After the call, Deborah felt bad about treating the woman so rudely, but the thought of spending another night in that house with those things crawling around literally gave her the shakes. She went to a phone book and fumbled through the pages to find an exterminator. She chose the most prominent ad, THRIFTY PEST CONTROL, then dialed the number and quickly explained her problem.

“Sounds like a common house spider from what you described,” the man said on the other end. “They’re pretty harmless, though, certainly not venomous. I wouldn’t worry too much about it.”

“It wasn’t a house spider,” she argued. “I know what they look like, and this one had a covering around its body.”

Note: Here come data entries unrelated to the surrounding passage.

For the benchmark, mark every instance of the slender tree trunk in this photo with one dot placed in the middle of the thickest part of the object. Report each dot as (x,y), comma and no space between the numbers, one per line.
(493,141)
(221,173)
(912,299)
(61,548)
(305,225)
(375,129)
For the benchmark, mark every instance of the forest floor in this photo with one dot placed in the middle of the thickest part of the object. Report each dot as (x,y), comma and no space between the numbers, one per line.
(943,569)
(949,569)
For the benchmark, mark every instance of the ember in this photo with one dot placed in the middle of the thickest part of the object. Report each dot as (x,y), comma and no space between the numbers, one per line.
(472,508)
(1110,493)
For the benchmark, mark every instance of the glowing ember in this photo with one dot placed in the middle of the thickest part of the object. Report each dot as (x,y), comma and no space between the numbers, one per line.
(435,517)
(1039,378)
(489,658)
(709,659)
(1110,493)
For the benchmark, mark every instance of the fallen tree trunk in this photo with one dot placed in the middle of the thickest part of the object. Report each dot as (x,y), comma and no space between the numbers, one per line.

“A covering?” There was pause on the other end. “You mean . . . like an exoskeleton?”

“Yes, something like that . . . only rubbery . . . or . . . I don’t know, but I had to beat the damn thing four or five times with my slipper to kill it.”

“Well, maybe you didn’t hit it hard enough. You see, typically, a spider’s body is soft. They don’t have an exoskeleton like other insects. In fact, they’re really not classed as insects at all, but arachnids, because they have eight legs, eight eyes, and only two parts to their bodies, not three.

“Look . . . I really don’t need a science lesson right now,” she was starting to get impatient again. “What I need is for you to come and spray my house.”

“You want me to send someone over for one spider?”

“Two. I saw TWO last night, which means there are probably more.”

“Ma’am, spiders don’t infest homes like cockroaches and termites. Generally, you might see four or five, and that’s it. Besides, they’re actually good for your home because they control all the other pests . . .”

“You have poison to kill them, don’t you?”

“Yes . . . of course.”

“Good, then I want to hire you to come and spray my house . . . even if you only find one lousy spider.”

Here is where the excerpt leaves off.